Sydney Gedge (16 October 1829 – 6 April 1923) was a British Conservative politician and prominent lay member of the Church of England.

Biography 
Born in North Runcton, Norfolk on 16 October 1829, he was the eldest son of the Rev. Sydney Gedge, and was educated at King Edward's School, Birmingham and Corpus Christi College, Cambridge. He graduated in 1854, and received a first class Moral Sciences Tripos. He married Augusta Herring in 1857. He was a Cambridge Apostle.

He became a solicitor, and senior partner in Gedge, Fisher & Gedge. The company became solicitors to the London School Board in 1870, and Gedge was solicitor to the board for twenty years.

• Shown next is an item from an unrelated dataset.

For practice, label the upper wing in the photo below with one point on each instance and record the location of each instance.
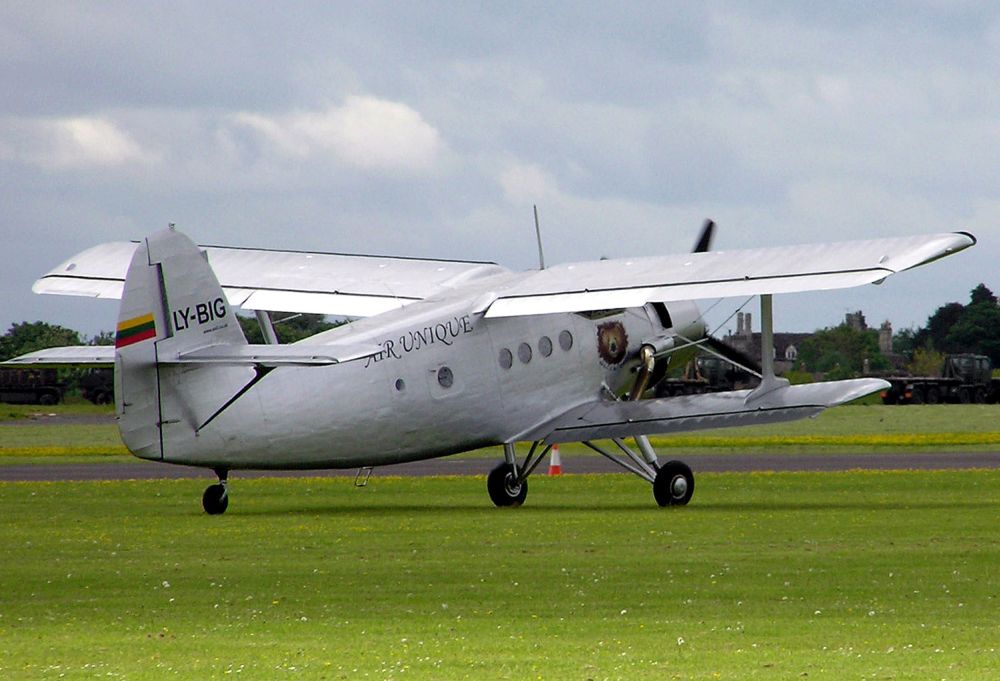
(298, 281)
(606, 419)
(247, 355)
(613, 284)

Gedge first stood for election to parliament in 1880, but failed to be elected at Cambridge. Five years later he was the Conservative candidate for Luton, but again was unsuccessful. In 1886 he was elected as one of two Conservative Members of Parliament (MPs) for Stockport, but was defeated at the subsequent 1892 general election. He returned to the House of Commons in 1895 as member for Walsall, defeating the sitting Liberal Arthur Hayter. In 1900 Hayter regained the Walsall seat, ending Gedge's parliamentary career. In November 1900 he was elected a member of the London School Board. He was defeated when he was a candidate for the London County Council in 1901.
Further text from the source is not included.